Missed midnight again.

I’ve gotten in three job applications since leaving my previous employer, which is three fewer than I had enthusiastically declared my intention to submit on Friday. (I didn’t do that here, I think. But it’s written on a big-ass list on my wall.) A whole lot of life is catching up to me tonight, and I feel my energy failing me.

I’ve had this heat around the top of my head, a kind of feverish warmth, since Wednesday, when I found out I’d be losing my job. Closest to the relevant moments, it actively tingled, as if I were gently on fire. A crown of wrath and anxiety was on my head, driving me to get shit done. The world looked big and open and free, and the catastrophes were all coming for somebody else.

It doesn’t feel that way right now. (Well, it’s coming back a little bit, the warmth, because I’m talking about it so much. It’s actually helping me get these words out, because apart from that energy I’m about to pass out in my chair.

Actually, it seems like maybe I can just cultivate this? Sorry this is stream-of-consciousness again but this is the path my brain is taking and the idea that I was out of fuel seems to have fallen away.

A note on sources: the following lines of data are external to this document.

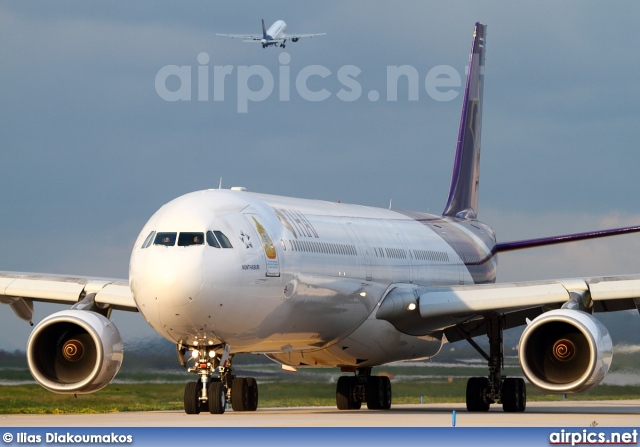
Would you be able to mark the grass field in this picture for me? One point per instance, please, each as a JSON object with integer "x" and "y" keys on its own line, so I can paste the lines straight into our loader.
{"x": 139, "y": 389}
{"x": 32, "y": 399}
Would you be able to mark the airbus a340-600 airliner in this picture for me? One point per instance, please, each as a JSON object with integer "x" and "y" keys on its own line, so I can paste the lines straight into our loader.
{"x": 273, "y": 36}
{"x": 313, "y": 283}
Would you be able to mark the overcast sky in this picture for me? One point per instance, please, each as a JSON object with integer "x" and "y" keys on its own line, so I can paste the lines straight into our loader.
{"x": 89, "y": 148}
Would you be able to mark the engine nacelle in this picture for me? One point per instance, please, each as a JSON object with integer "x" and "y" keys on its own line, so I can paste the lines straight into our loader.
{"x": 565, "y": 351}
{"x": 74, "y": 351}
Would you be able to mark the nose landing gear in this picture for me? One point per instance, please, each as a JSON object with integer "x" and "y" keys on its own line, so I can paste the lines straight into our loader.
{"x": 211, "y": 393}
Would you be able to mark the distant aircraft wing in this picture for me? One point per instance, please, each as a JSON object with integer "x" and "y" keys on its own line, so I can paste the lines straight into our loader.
{"x": 20, "y": 290}
{"x": 300, "y": 36}
{"x": 248, "y": 37}
{"x": 460, "y": 311}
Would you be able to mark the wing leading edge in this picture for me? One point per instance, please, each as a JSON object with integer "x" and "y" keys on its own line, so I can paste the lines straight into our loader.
{"x": 20, "y": 290}
{"x": 422, "y": 311}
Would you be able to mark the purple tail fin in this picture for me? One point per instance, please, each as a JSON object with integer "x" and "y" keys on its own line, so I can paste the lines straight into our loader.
{"x": 463, "y": 195}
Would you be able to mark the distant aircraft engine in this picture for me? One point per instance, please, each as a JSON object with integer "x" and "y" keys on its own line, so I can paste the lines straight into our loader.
{"x": 565, "y": 351}
{"x": 74, "y": 351}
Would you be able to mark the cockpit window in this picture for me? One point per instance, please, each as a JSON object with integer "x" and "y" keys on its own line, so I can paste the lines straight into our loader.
{"x": 211, "y": 239}
{"x": 166, "y": 239}
{"x": 218, "y": 239}
{"x": 186, "y": 239}
{"x": 149, "y": 239}
{"x": 224, "y": 242}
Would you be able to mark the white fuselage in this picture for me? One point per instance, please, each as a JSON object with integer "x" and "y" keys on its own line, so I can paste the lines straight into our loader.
{"x": 302, "y": 280}
{"x": 276, "y": 30}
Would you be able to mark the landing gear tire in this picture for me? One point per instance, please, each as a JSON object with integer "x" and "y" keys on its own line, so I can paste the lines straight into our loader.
{"x": 386, "y": 383}
{"x": 378, "y": 393}
{"x": 217, "y": 398}
{"x": 239, "y": 394}
{"x": 345, "y": 398}
{"x": 192, "y": 398}
{"x": 476, "y": 394}
{"x": 253, "y": 394}
{"x": 514, "y": 395}
{"x": 244, "y": 394}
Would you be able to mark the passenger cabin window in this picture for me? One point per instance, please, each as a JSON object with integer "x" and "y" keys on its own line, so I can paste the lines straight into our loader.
{"x": 217, "y": 239}
{"x": 166, "y": 239}
{"x": 185, "y": 239}
{"x": 149, "y": 239}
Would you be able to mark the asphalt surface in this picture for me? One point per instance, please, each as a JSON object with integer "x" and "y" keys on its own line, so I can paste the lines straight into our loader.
{"x": 538, "y": 414}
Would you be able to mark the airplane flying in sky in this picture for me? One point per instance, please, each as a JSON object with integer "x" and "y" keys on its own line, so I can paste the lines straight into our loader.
{"x": 313, "y": 283}
{"x": 273, "y": 36}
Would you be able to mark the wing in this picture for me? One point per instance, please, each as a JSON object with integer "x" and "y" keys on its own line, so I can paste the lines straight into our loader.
{"x": 460, "y": 311}
{"x": 248, "y": 37}
{"x": 20, "y": 290}
{"x": 300, "y": 36}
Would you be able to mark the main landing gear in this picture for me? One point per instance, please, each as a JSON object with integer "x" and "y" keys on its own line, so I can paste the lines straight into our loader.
{"x": 484, "y": 391}
{"x": 211, "y": 393}
{"x": 351, "y": 391}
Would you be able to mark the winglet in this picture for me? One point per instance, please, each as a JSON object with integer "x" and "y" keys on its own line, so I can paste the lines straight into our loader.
{"x": 463, "y": 195}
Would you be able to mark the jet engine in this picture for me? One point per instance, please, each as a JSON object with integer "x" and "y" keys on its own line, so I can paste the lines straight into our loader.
{"x": 74, "y": 351}
{"x": 565, "y": 351}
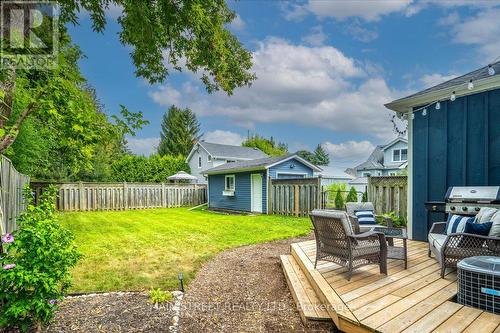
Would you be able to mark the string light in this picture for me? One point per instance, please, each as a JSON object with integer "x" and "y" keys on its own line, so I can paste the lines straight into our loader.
{"x": 470, "y": 85}
{"x": 491, "y": 70}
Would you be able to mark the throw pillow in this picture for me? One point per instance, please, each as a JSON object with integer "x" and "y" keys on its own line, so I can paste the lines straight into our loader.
{"x": 365, "y": 217}
{"x": 456, "y": 223}
{"x": 485, "y": 214}
{"x": 478, "y": 228}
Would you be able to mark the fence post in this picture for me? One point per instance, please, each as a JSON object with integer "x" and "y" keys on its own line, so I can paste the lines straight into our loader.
{"x": 163, "y": 195}
{"x": 80, "y": 195}
{"x": 125, "y": 195}
{"x": 319, "y": 203}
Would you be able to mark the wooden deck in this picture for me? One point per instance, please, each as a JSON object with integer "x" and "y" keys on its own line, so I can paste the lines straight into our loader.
{"x": 406, "y": 300}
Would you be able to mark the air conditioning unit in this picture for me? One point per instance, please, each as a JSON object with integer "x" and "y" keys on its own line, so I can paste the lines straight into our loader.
{"x": 479, "y": 283}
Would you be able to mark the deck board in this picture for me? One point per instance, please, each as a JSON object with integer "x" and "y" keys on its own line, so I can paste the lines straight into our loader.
{"x": 415, "y": 299}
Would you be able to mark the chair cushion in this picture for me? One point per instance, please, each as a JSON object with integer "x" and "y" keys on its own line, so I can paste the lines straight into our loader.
{"x": 456, "y": 223}
{"x": 365, "y": 217}
{"x": 477, "y": 228}
{"x": 437, "y": 240}
{"x": 485, "y": 214}
{"x": 495, "y": 227}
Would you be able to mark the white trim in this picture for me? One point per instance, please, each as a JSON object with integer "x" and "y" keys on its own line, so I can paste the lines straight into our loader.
{"x": 251, "y": 192}
{"x": 409, "y": 205}
{"x": 298, "y": 158}
{"x": 305, "y": 174}
{"x": 481, "y": 85}
{"x": 393, "y": 142}
{"x": 234, "y": 183}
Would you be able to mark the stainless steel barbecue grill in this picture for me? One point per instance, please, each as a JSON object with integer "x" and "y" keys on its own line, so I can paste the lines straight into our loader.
{"x": 468, "y": 200}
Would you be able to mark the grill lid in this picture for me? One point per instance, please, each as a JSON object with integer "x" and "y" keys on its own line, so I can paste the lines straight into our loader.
{"x": 482, "y": 264}
{"x": 486, "y": 194}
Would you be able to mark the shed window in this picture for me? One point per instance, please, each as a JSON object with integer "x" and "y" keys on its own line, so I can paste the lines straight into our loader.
{"x": 399, "y": 155}
{"x": 229, "y": 183}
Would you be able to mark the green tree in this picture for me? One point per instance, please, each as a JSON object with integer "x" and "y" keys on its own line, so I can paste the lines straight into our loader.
{"x": 352, "y": 196}
{"x": 339, "y": 200}
{"x": 162, "y": 36}
{"x": 179, "y": 132}
{"x": 175, "y": 34}
{"x": 321, "y": 156}
{"x": 307, "y": 155}
{"x": 268, "y": 146}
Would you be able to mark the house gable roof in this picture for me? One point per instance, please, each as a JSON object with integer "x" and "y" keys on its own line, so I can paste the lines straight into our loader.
{"x": 217, "y": 150}
{"x": 258, "y": 164}
{"x": 482, "y": 82}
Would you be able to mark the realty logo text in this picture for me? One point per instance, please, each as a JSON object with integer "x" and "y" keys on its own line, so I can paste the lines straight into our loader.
{"x": 29, "y": 34}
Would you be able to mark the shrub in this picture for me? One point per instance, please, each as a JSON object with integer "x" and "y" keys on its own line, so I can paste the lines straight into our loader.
{"x": 339, "y": 200}
{"x": 352, "y": 196}
{"x": 158, "y": 296}
{"x": 155, "y": 168}
{"x": 35, "y": 265}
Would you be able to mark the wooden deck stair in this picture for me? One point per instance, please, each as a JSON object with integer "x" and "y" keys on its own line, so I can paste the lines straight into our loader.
{"x": 308, "y": 304}
{"x": 415, "y": 299}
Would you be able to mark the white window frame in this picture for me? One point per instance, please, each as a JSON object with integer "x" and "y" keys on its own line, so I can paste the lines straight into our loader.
{"x": 226, "y": 189}
{"x": 400, "y": 151}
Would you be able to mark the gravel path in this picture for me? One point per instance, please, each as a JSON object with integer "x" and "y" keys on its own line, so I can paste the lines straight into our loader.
{"x": 244, "y": 290}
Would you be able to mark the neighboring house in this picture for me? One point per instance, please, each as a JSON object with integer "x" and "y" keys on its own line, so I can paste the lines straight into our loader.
{"x": 206, "y": 155}
{"x": 242, "y": 185}
{"x": 455, "y": 143}
{"x": 388, "y": 160}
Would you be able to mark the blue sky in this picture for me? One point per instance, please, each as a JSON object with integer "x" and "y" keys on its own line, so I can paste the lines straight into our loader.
{"x": 324, "y": 68}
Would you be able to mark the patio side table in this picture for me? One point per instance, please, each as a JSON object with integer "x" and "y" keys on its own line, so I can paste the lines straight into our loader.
{"x": 395, "y": 252}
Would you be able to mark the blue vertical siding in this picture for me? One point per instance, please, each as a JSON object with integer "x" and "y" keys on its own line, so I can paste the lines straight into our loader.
{"x": 298, "y": 167}
{"x": 241, "y": 200}
{"x": 455, "y": 146}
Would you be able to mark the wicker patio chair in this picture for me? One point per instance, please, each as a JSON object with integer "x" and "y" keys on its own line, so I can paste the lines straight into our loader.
{"x": 352, "y": 207}
{"x": 336, "y": 242}
{"x": 450, "y": 249}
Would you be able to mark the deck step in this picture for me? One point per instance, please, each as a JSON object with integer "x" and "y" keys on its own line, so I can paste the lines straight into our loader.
{"x": 308, "y": 304}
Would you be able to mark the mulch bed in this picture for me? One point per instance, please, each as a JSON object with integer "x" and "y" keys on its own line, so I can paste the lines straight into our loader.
{"x": 244, "y": 290}
{"x": 113, "y": 312}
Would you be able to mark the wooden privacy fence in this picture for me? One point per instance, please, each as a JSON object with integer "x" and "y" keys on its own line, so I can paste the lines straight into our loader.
{"x": 294, "y": 196}
{"x": 12, "y": 202}
{"x": 389, "y": 194}
{"x": 120, "y": 196}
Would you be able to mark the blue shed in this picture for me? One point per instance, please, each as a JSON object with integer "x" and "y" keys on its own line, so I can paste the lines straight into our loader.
{"x": 242, "y": 185}
{"x": 453, "y": 140}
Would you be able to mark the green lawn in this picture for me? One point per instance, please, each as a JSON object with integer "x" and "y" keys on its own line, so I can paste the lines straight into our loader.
{"x": 139, "y": 249}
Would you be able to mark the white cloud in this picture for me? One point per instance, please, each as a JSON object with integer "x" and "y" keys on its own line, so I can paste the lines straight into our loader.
{"x": 362, "y": 34}
{"x": 310, "y": 86}
{"x": 166, "y": 96}
{"x": 482, "y": 31}
{"x": 316, "y": 38}
{"x": 143, "y": 146}
{"x": 238, "y": 23}
{"x": 430, "y": 80}
{"x": 223, "y": 137}
{"x": 349, "y": 151}
{"x": 343, "y": 9}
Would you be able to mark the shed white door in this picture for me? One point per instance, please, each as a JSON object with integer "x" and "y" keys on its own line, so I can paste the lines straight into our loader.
{"x": 256, "y": 201}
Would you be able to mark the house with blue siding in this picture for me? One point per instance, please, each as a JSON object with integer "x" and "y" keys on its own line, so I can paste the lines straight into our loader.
{"x": 453, "y": 140}
{"x": 243, "y": 185}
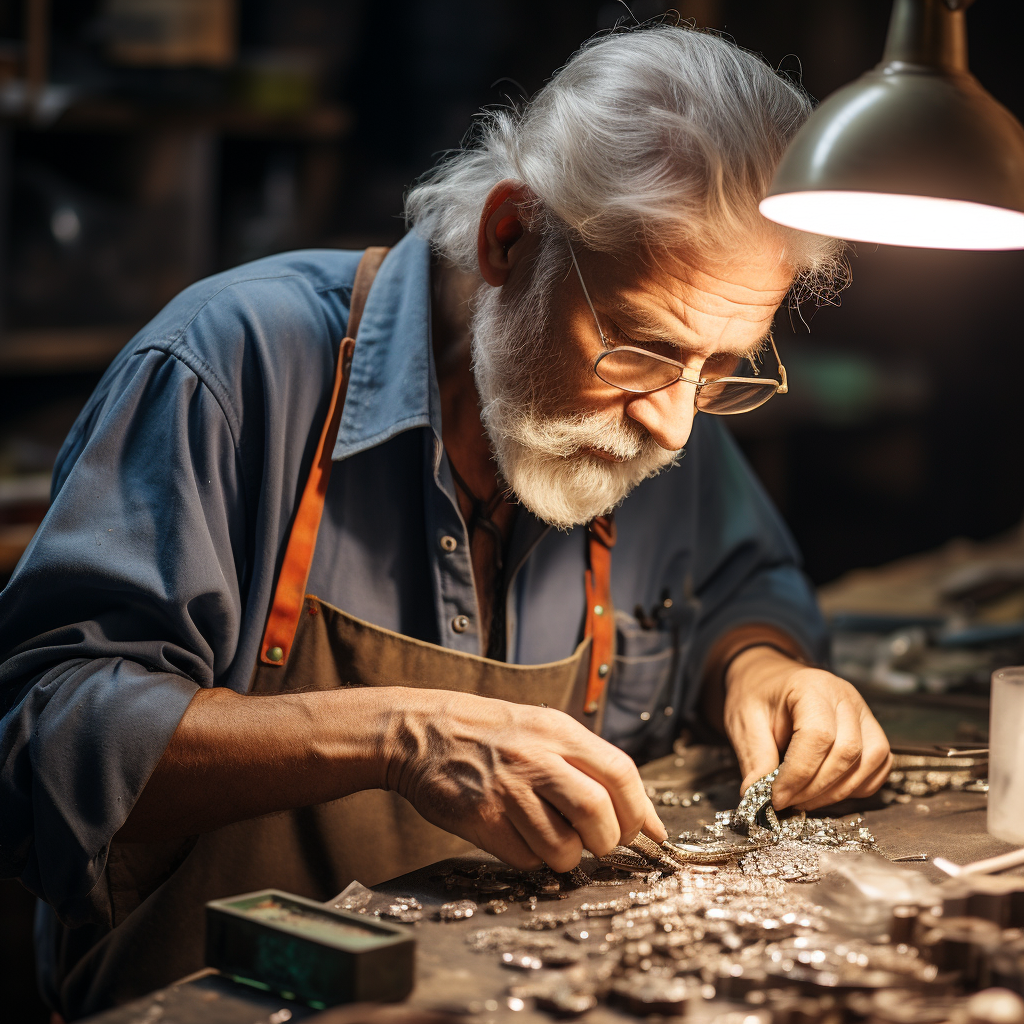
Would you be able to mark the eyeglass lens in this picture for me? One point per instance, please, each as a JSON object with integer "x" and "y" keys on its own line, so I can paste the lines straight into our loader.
{"x": 639, "y": 373}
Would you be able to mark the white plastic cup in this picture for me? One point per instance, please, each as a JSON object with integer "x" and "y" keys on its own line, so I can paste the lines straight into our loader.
{"x": 1006, "y": 756}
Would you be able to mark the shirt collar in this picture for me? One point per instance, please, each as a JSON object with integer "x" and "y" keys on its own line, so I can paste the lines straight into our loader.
{"x": 393, "y": 386}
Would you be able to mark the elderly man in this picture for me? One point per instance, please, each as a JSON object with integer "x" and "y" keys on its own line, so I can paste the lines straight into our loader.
{"x": 486, "y": 648}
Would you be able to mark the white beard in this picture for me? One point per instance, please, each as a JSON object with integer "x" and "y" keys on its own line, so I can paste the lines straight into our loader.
{"x": 541, "y": 457}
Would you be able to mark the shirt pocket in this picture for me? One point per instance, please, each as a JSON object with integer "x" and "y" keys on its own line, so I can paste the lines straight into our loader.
{"x": 642, "y": 681}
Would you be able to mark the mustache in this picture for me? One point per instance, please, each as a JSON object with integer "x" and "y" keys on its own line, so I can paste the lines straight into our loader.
{"x": 564, "y": 436}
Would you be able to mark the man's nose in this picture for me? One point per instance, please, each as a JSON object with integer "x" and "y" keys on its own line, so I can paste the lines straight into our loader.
{"x": 668, "y": 414}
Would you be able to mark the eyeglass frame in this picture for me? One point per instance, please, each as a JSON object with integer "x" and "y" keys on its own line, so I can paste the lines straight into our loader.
{"x": 781, "y": 385}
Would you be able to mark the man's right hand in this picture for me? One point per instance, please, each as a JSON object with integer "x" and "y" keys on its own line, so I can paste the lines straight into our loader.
{"x": 528, "y": 784}
{"x": 525, "y": 783}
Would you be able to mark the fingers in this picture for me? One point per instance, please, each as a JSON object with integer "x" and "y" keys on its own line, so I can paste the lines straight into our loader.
{"x": 755, "y": 747}
{"x": 856, "y": 763}
{"x": 652, "y": 826}
{"x": 587, "y": 807}
{"x": 615, "y": 771}
{"x": 547, "y": 834}
{"x": 824, "y": 748}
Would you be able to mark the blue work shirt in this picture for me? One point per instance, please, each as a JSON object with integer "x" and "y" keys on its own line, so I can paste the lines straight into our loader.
{"x": 153, "y": 571}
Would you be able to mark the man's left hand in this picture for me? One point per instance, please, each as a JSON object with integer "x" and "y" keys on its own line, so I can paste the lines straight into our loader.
{"x": 833, "y": 744}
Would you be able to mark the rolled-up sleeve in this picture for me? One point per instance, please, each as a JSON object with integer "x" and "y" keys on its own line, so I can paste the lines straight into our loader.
{"x": 128, "y": 599}
{"x": 745, "y": 565}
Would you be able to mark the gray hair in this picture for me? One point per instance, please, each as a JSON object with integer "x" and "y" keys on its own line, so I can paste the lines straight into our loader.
{"x": 658, "y": 137}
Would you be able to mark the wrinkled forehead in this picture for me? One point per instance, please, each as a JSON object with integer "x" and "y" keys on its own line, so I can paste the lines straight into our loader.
{"x": 727, "y": 303}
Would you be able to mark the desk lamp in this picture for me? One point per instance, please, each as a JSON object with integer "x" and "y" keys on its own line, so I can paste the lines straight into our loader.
{"x": 913, "y": 153}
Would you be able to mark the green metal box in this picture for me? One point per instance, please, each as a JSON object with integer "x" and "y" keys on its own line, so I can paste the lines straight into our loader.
{"x": 307, "y": 951}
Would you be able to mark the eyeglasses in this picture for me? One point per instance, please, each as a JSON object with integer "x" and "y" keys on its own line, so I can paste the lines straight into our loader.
{"x": 640, "y": 372}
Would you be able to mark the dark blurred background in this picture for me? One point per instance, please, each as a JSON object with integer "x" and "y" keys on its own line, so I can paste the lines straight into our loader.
{"x": 145, "y": 143}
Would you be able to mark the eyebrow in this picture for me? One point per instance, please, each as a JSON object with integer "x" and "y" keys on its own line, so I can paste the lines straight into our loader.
{"x": 650, "y": 327}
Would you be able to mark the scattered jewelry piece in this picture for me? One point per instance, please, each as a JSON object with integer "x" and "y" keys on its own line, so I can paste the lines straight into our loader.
{"x": 457, "y": 910}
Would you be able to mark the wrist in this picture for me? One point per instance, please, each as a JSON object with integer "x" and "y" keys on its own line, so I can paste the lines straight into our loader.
{"x": 350, "y": 729}
{"x": 760, "y": 663}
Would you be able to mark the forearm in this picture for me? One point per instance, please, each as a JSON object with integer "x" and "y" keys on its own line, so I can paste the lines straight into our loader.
{"x": 235, "y": 757}
{"x": 731, "y": 655}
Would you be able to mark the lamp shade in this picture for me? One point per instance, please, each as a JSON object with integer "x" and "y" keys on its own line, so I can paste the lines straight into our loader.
{"x": 914, "y": 153}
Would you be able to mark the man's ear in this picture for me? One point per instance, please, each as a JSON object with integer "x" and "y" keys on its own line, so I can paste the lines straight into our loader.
{"x": 501, "y": 227}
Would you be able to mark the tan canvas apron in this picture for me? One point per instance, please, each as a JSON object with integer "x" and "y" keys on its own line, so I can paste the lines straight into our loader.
{"x": 157, "y": 892}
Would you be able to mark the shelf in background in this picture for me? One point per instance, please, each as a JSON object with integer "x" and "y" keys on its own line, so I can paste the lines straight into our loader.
{"x": 61, "y": 350}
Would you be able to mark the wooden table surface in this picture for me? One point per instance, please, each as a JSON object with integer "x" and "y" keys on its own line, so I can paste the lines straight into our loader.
{"x": 451, "y": 975}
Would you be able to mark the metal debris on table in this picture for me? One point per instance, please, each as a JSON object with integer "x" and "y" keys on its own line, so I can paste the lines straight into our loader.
{"x": 714, "y": 915}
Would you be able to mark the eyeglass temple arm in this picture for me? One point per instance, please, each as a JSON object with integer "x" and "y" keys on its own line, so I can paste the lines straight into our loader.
{"x": 586, "y": 295}
{"x": 783, "y": 383}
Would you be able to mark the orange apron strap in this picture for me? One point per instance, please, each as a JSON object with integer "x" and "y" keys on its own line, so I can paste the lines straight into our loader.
{"x": 600, "y": 614}
{"x": 291, "y": 589}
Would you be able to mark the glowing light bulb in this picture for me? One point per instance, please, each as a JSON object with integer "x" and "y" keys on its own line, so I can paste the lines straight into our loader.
{"x": 921, "y": 221}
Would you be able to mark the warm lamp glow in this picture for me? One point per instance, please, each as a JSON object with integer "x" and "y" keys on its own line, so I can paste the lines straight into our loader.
{"x": 913, "y": 153}
{"x": 922, "y": 221}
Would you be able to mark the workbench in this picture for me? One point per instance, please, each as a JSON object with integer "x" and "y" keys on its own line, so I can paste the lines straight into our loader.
{"x": 454, "y": 978}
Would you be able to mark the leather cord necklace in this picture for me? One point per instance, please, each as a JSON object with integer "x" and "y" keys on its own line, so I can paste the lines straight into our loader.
{"x": 480, "y": 515}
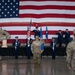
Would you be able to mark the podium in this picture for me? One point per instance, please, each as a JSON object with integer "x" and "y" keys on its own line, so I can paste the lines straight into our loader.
{"x": 4, "y": 43}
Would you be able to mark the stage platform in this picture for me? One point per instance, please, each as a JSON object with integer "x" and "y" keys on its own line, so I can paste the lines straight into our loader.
{"x": 9, "y": 51}
{"x": 23, "y": 66}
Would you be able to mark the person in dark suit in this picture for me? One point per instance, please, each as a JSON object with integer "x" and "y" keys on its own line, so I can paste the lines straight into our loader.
{"x": 67, "y": 36}
{"x": 28, "y": 48}
{"x": 53, "y": 48}
{"x": 29, "y": 39}
{"x": 60, "y": 38}
{"x": 16, "y": 45}
{"x": 36, "y": 32}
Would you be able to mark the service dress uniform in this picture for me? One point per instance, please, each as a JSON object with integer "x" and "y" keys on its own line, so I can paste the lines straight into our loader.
{"x": 70, "y": 59}
{"x": 36, "y": 51}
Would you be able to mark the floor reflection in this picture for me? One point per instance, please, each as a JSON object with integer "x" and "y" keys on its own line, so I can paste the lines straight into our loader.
{"x": 16, "y": 68}
{"x": 28, "y": 68}
{"x": 4, "y": 69}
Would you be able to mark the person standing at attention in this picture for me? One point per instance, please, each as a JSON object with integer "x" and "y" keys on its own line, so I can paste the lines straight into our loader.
{"x": 70, "y": 59}
{"x": 16, "y": 45}
{"x": 36, "y": 51}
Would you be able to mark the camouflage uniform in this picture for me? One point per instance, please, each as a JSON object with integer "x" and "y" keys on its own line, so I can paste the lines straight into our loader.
{"x": 36, "y": 50}
{"x": 71, "y": 55}
{"x": 4, "y": 35}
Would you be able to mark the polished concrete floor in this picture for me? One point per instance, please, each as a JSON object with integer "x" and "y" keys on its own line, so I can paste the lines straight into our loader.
{"x": 23, "y": 66}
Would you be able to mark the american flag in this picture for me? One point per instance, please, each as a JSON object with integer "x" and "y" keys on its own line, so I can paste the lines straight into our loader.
{"x": 15, "y": 16}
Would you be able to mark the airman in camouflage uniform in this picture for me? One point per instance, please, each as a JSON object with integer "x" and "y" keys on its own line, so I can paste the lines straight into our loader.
{"x": 71, "y": 54}
{"x": 36, "y": 51}
{"x": 4, "y": 34}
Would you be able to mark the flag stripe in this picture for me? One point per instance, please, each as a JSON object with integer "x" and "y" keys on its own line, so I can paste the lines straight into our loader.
{"x": 40, "y": 3}
{"x": 47, "y": 11}
{"x": 55, "y": 14}
{"x": 47, "y": 7}
{"x": 19, "y": 28}
{"x": 39, "y": 24}
{"x": 47, "y": 15}
{"x": 67, "y": 20}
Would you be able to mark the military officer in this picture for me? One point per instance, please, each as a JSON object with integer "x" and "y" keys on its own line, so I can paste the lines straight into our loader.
{"x": 16, "y": 45}
{"x": 36, "y": 32}
{"x": 71, "y": 54}
{"x": 36, "y": 51}
{"x": 4, "y": 34}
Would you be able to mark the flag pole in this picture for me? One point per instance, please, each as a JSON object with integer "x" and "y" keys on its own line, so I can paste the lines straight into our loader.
{"x": 46, "y": 34}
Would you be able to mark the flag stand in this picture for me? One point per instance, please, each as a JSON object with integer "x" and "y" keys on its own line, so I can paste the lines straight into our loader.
{"x": 4, "y": 43}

This is fine, actually. If I can just stoke this fire, I can get more applications done tomorrow. Fuck RSD. I’ll apply to five damn jobs tomorrow. AND I’ll finish cleaning the kitchen, and unpacking my books, and I’ll watch a few episodes of Marie Kondo’s show and learn how to throw out some of my goddamn baggage, and

)

There’s a marginal possibility that this isn’t good for me.